Fresh homemade ricotta is nothing like the stuff you get at the supermarket. You can taste the difference; it's fresher, richer, and all around more delicious. The good news is that you do not need any fancy equipment, hard to acquire cultures, or expensive ingredients. This recipe uses ingredients you probably already have at home with tools you regularly use in your own kitchen. You can add this ricotta to your famous lasagna or spread it over some crostini for a simple snack. However you use it, I am sure it won't take long for the ricotta to disappear. Stay tuned for a post on ricotta recipes.
Makes 1 cup
3 1/2 cups whole milk
1/2 cup heavy cream
1/2 teaspoon coarse sea salt
3 tablespoons lemon juice
Pour the milk, cream and salt into a saucepan.

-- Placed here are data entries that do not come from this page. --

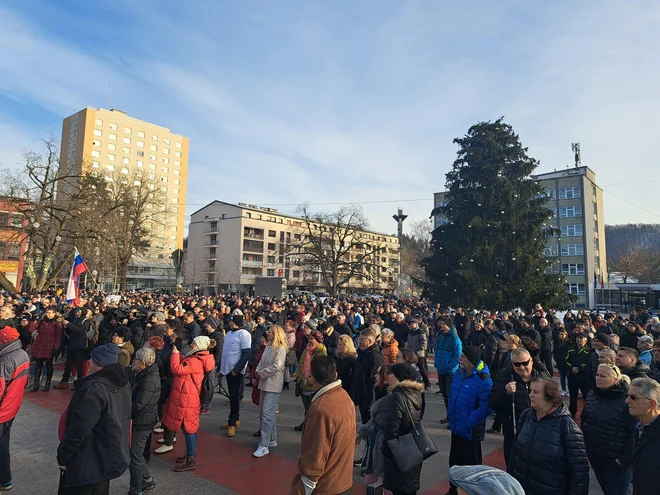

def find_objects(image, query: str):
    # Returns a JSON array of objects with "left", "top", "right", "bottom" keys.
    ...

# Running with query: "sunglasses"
[{"left": 513, "top": 360, "right": 531, "bottom": 367}]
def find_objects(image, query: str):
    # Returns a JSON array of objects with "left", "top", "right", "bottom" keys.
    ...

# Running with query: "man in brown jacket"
[{"left": 291, "top": 355, "right": 355, "bottom": 495}]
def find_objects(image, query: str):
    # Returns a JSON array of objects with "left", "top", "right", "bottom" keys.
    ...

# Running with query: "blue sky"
[{"left": 1, "top": 0, "right": 660, "bottom": 235}]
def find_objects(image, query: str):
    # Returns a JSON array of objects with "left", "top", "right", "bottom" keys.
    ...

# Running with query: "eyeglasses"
[
  {"left": 513, "top": 360, "right": 531, "bottom": 367},
  {"left": 627, "top": 394, "right": 650, "bottom": 401}
]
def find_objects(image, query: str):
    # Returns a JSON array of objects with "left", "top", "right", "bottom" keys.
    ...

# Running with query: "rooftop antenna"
[
  {"left": 108, "top": 83, "right": 112, "bottom": 109},
  {"left": 571, "top": 142, "right": 581, "bottom": 168}
]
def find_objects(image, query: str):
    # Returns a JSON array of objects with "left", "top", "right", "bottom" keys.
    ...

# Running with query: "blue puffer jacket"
[
  {"left": 448, "top": 361, "right": 493, "bottom": 441},
  {"left": 434, "top": 328, "right": 462, "bottom": 375}
]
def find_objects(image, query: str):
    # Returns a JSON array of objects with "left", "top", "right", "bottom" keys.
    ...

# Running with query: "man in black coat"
[
  {"left": 517, "top": 317, "right": 542, "bottom": 350},
  {"left": 390, "top": 313, "right": 410, "bottom": 347},
  {"left": 334, "top": 313, "right": 352, "bottom": 337},
  {"left": 565, "top": 334, "right": 591, "bottom": 418},
  {"left": 537, "top": 318, "right": 554, "bottom": 376},
  {"left": 129, "top": 347, "right": 161, "bottom": 495},
  {"left": 625, "top": 377, "right": 660, "bottom": 495},
  {"left": 352, "top": 328, "right": 384, "bottom": 424},
  {"left": 127, "top": 310, "right": 144, "bottom": 352},
  {"left": 57, "top": 343, "right": 131, "bottom": 494},
  {"left": 488, "top": 348, "right": 548, "bottom": 465}
]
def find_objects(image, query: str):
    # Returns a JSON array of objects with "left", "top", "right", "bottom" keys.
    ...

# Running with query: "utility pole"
[{"left": 392, "top": 208, "right": 408, "bottom": 295}]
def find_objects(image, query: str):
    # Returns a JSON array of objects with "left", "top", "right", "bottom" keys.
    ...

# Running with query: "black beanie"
[
  {"left": 494, "top": 319, "right": 506, "bottom": 331},
  {"left": 462, "top": 346, "right": 481, "bottom": 365},
  {"left": 391, "top": 363, "right": 419, "bottom": 382}
]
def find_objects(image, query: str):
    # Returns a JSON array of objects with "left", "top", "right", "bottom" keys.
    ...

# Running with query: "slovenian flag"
[{"left": 66, "top": 248, "right": 89, "bottom": 306}]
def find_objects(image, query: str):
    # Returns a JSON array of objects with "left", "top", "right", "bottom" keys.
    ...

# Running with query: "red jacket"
[
  {"left": 0, "top": 339, "right": 30, "bottom": 423},
  {"left": 161, "top": 350, "right": 215, "bottom": 434},
  {"left": 31, "top": 318, "right": 64, "bottom": 359}
]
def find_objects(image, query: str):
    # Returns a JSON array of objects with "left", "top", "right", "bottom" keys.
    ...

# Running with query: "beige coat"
[{"left": 256, "top": 344, "right": 286, "bottom": 393}]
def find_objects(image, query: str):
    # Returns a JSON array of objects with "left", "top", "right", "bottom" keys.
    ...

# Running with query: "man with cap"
[
  {"left": 0, "top": 325, "right": 29, "bottom": 491},
  {"left": 219, "top": 315, "right": 252, "bottom": 437},
  {"left": 446, "top": 346, "right": 493, "bottom": 495},
  {"left": 448, "top": 465, "right": 524, "bottom": 495},
  {"left": 57, "top": 343, "right": 131, "bottom": 495},
  {"left": 637, "top": 335, "right": 654, "bottom": 366}
]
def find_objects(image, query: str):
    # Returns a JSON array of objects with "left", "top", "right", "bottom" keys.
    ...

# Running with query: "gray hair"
[
  {"left": 381, "top": 328, "right": 394, "bottom": 340},
  {"left": 369, "top": 323, "right": 381, "bottom": 337},
  {"left": 396, "top": 312, "right": 404, "bottom": 319},
  {"left": 135, "top": 347, "right": 156, "bottom": 367},
  {"left": 631, "top": 377, "right": 660, "bottom": 408},
  {"left": 511, "top": 348, "right": 531, "bottom": 360},
  {"left": 599, "top": 348, "right": 616, "bottom": 362}
]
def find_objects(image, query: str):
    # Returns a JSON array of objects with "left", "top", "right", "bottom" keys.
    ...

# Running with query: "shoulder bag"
[{"left": 386, "top": 396, "right": 438, "bottom": 472}]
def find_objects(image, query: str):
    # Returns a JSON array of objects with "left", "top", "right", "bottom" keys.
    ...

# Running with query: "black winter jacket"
[
  {"left": 131, "top": 363, "right": 161, "bottom": 431},
  {"left": 128, "top": 319, "right": 143, "bottom": 352},
  {"left": 335, "top": 354, "right": 356, "bottom": 397},
  {"left": 65, "top": 317, "right": 95, "bottom": 351},
  {"left": 509, "top": 405, "right": 589, "bottom": 495},
  {"left": 353, "top": 344, "right": 384, "bottom": 407},
  {"left": 565, "top": 345, "right": 590, "bottom": 379},
  {"left": 580, "top": 380, "right": 634, "bottom": 461},
  {"left": 630, "top": 415, "right": 660, "bottom": 495},
  {"left": 57, "top": 364, "right": 131, "bottom": 488},
  {"left": 488, "top": 368, "right": 548, "bottom": 438},
  {"left": 483, "top": 330, "right": 508, "bottom": 374},
  {"left": 538, "top": 324, "right": 553, "bottom": 351},
  {"left": 517, "top": 326, "right": 542, "bottom": 349},
  {"left": 623, "top": 361, "right": 650, "bottom": 380},
  {"left": 381, "top": 380, "right": 424, "bottom": 494},
  {"left": 467, "top": 328, "right": 490, "bottom": 350}
]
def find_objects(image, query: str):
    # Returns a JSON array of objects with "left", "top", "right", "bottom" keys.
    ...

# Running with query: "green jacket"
[{"left": 295, "top": 344, "right": 327, "bottom": 392}]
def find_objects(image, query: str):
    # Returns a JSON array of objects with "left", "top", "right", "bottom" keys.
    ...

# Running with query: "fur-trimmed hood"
[{"left": 387, "top": 379, "right": 425, "bottom": 394}]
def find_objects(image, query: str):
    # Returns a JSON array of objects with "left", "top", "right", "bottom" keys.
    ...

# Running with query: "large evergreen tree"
[{"left": 422, "top": 118, "right": 575, "bottom": 310}]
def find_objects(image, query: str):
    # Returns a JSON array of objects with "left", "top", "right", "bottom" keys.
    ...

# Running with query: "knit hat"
[
  {"left": 391, "top": 363, "right": 419, "bottom": 383},
  {"left": 193, "top": 335, "right": 211, "bottom": 350},
  {"left": 304, "top": 319, "right": 318, "bottom": 331},
  {"left": 462, "top": 346, "right": 481, "bottom": 365},
  {"left": 638, "top": 335, "right": 654, "bottom": 346},
  {"left": 493, "top": 319, "right": 506, "bottom": 331},
  {"left": 90, "top": 344, "right": 120, "bottom": 367},
  {"left": 309, "top": 330, "right": 324, "bottom": 343},
  {"left": 448, "top": 465, "right": 524, "bottom": 495},
  {"left": 594, "top": 333, "right": 613, "bottom": 346},
  {"left": 0, "top": 326, "right": 19, "bottom": 345}
]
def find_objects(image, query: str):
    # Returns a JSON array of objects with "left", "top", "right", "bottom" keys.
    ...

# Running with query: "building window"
[
  {"left": 151, "top": 144, "right": 158, "bottom": 151},
  {"left": 121, "top": 168, "right": 129, "bottom": 174},
  {"left": 163, "top": 148, "right": 170, "bottom": 155},
  {"left": 136, "top": 161, "right": 143, "bottom": 167},
  {"left": 148, "top": 173, "right": 155, "bottom": 179},
  {"left": 594, "top": 238, "right": 599, "bottom": 251},
  {"left": 94, "top": 118, "right": 103, "bottom": 126},
  {"left": 108, "top": 143, "right": 116, "bottom": 151},
  {"left": 268, "top": 243, "right": 276, "bottom": 251},
  {"left": 546, "top": 189, "right": 557, "bottom": 200},
  {"left": 267, "top": 256, "right": 275, "bottom": 263},
  {"left": 565, "top": 283, "right": 586, "bottom": 295},
  {"left": 107, "top": 164, "right": 115, "bottom": 171},
  {"left": 91, "top": 150, "right": 100, "bottom": 158},
  {"left": 109, "top": 133, "right": 117, "bottom": 140},
  {"left": 268, "top": 230, "right": 276, "bottom": 237},
  {"left": 122, "top": 147, "right": 130, "bottom": 155},
  {"left": 176, "top": 142, "right": 182, "bottom": 149},
  {"left": 209, "top": 247, "right": 216, "bottom": 257},
  {"left": 562, "top": 263, "right": 585, "bottom": 275},
  {"left": 7, "top": 243, "right": 20, "bottom": 261},
  {"left": 241, "top": 267, "right": 262, "bottom": 275},
  {"left": 0, "top": 212, "right": 8, "bottom": 226},
  {"left": 92, "top": 139, "right": 101, "bottom": 147},
  {"left": 592, "top": 202, "right": 597, "bottom": 214},
  {"left": 559, "top": 186, "right": 582, "bottom": 199},
  {"left": 163, "top": 138, "right": 170, "bottom": 145},
  {"left": 559, "top": 206, "right": 582, "bottom": 218},
  {"left": 561, "top": 244, "right": 584, "bottom": 256},
  {"left": 109, "top": 123, "right": 117, "bottom": 130},
  {"left": 174, "top": 161, "right": 181, "bottom": 166},
  {"left": 162, "top": 157, "right": 169, "bottom": 164},
  {"left": 151, "top": 135, "right": 158, "bottom": 141},
  {"left": 592, "top": 185, "right": 597, "bottom": 196},
  {"left": 593, "top": 220, "right": 598, "bottom": 232},
  {"left": 173, "top": 188, "right": 179, "bottom": 194},
  {"left": 137, "top": 131, "right": 145, "bottom": 138},
  {"left": 292, "top": 270, "right": 300, "bottom": 278},
  {"left": 267, "top": 269, "right": 275, "bottom": 277},
  {"left": 108, "top": 153, "right": 115, "bottom": 161},
  {"left": 149, "top": 154, "right": 157, "bottom": 161},
  {"left": 124, "top": 127, "right": 132, "bottom": 134},
  {"left": 173, "top": 179, "right": 180, "bottom": 185},
  {"left": 93, "top": 129, "right": 102, "bottom": 137},
  {"left": 137, "top": 150, "right": 144, "bottom": 157},
  {"left": 174, "top": 170, "right": 180, "bottom": 176},
  {"left": 123, "top": 157, "right": 130, "bottom": 165},
  {"left": 560, "top": 224, "right": 583, "bottom": 237},
  {"left": 149, "top": 163, "right": 156, "bottom": 170},
  {"left": 123, "top": 137, "right": 131, "bottom": 144},
  {"left": 10, "top": 214, "right": 23, "bottom": 228},
  {"left": 162, "top": 167, "right": 169, "bottom": 173},
  {"left": 161, "top": 176, "right": 168, "bottom": 183},
  {"left": 137, "top": 141, "right": 144, "bottom": 148},
  {"left": 175, "top": 151, "right": 182, "bottom": 158},
  {"left": 92, "top": 161, "right": 100, "bottom": 168}
]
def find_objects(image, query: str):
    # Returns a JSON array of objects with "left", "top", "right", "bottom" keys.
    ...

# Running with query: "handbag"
[
  {"left": 294, "top": 381, "right": 302, "bottom": 397},
  {"left": 386, "top": 397, "right": 438, "bottom": 472}
]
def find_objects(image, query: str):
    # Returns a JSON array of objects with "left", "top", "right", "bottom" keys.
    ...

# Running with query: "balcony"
[
  {"left": 205, "top": 229, "right": 219, "bottom": 234},
  {"left": 204, "top": 241, "right": 219, "bottom": 247},
  {"left": 242, "top": 260, "right": 263, "bottom": 268}
]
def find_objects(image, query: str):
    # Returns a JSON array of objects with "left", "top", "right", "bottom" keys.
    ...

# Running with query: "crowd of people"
[{"left": 0, "top": 289, "right": 659, "bottom": 494}]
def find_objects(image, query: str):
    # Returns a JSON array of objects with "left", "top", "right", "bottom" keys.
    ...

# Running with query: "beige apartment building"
[
  {"left": 432, "top": 166, "right": 607, "bottom": 309},
  {"left": 185, "top": 201, "right": 400, "bottom": 295},
  {"left": 59, "top": 107, "right": 189, "bottom": 262}
]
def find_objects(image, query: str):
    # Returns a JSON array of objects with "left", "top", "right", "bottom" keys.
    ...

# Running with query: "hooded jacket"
[
  {"left": 448, "top": 361, "right": 493, "bottom": 441},
  {"left": 0, "top": 339, "right": 29, "bottom": 423},
  {"left": 508, "top": 405, "right": 589, "bottom": 495},
  {"left": 131, "top": 363, "right": 161, "bottom": 431},
  {"left": 161, "top": 349, "right": 215, "bottom": 434},
  {"left": 483, "top": 330, "right": 508, "bottom": 374},
  {"left": 57, "top": 363, "right": 131, "bottom": 488},
  {"left": 353, "top": 343, "right": 384, "bottom": 406},
  {"left": 381, "top": 380, "right": 425, "bottom": 493},
  {"left": 434, "top": 327, "right": 462, "bottom": 375}
]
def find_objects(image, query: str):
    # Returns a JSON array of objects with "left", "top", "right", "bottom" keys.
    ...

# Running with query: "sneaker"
[
  {"left": 173, "top": 456, "right": 196, "bottom": 472},
  {"left": 154, "top": 444, "right": 174, "bottom": 454},
  {"left": 158, "top": 437, "right": 176, "bottom": 443},
  {"left": 353, "top": 457, "right": 363, "bottom": 467},
  {"left": 561, "top": 390, "right": 567, "bottom": 397},
  {"left": 268, "top": 440, "right": 278, "bottom": 447},
  {"left": 221, "top": 421, "right": 240, "bottom": 429},
  {"left": 294, "top": 422, "right": 304, "bottom": 432},
  {"left": 200, "top": 408, "right": 210, "bottom": 415},
  {"left": 440, "top": 417, "right": 449, "bottom": 424},
  {"left": 486, "top": 427, "right": 501, "bottom": 434},
  {"left": 282, "top": 382, "right": 290, "bottom": 390},
  {"left": 141, "top": 478, "right": 156, "bottom": 491},
  {"left": 53, "top": 381, "right": 68, "bottom": 390},
  {"left": 153, "top": 427, "right": 164, "bottom": 434},
  {"left": 0, "top": 481, "right": 11, "bottom": 491},
  {"left": 227, "top": 426, "right": 236, "bottom": 438},
  {"left": 252, "top": 430, "right": 262, "bottom": 437},
  {"left": 253, "top": 446, "right": 269, "bottom": 458}
]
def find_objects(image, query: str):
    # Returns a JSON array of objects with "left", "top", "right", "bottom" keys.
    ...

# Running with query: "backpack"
[{"left": 200, "top": 369, "right": 218, "bottom": 404}]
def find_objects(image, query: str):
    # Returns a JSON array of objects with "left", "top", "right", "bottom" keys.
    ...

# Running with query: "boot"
[
  {"left": 221, "top": 421, "right": 240, "bottom": 429},
  {"left": 175, "top": 455, "right": 187, "bottom": 464},
  {"left": 227, "top": 426, "right": 236, "bottom": 438},
  {"left": 53, "top": 381, "right": 69, "bottom": 390},
  {"left": 173, "top": 456, "right": 196, "bottom": 472},
  {"left": 30, "top": 367, "right": 42, "bottom": 393},
  {"left": 44, "top": 364, "right": 53, "bottom": 391},
  {"left": 282, "top": 382, "right": 290, "bottom": 391}
]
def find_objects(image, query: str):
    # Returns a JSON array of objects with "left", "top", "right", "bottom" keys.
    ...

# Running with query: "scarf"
[{"left": 302, "top": 346, "right": 315, "bottom": 381}]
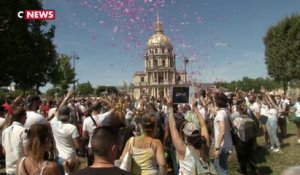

Using a thermometer, heat the milk to 190°F, stirring it occasionally to keep it from scorching on the bottom.
Remove the pan off the heat and add the lemon juice, then stir the mixture a couple of times.
Leave the milk mixture to sit for at least 5 minutes (it will start to look curdled).
Line a colander with two layers of cheesecloth and place it over a large bowl (to catch the whey).
Pour the mixture into the colander to allows the curds seperate from the whey. This will take at least an hour.
After an hour, you will have a spreadble ricotta. If you desire a firmer texture, let it sit for another hour.
Transfer the ricotta to an airtight container and refrigerate until ready to use.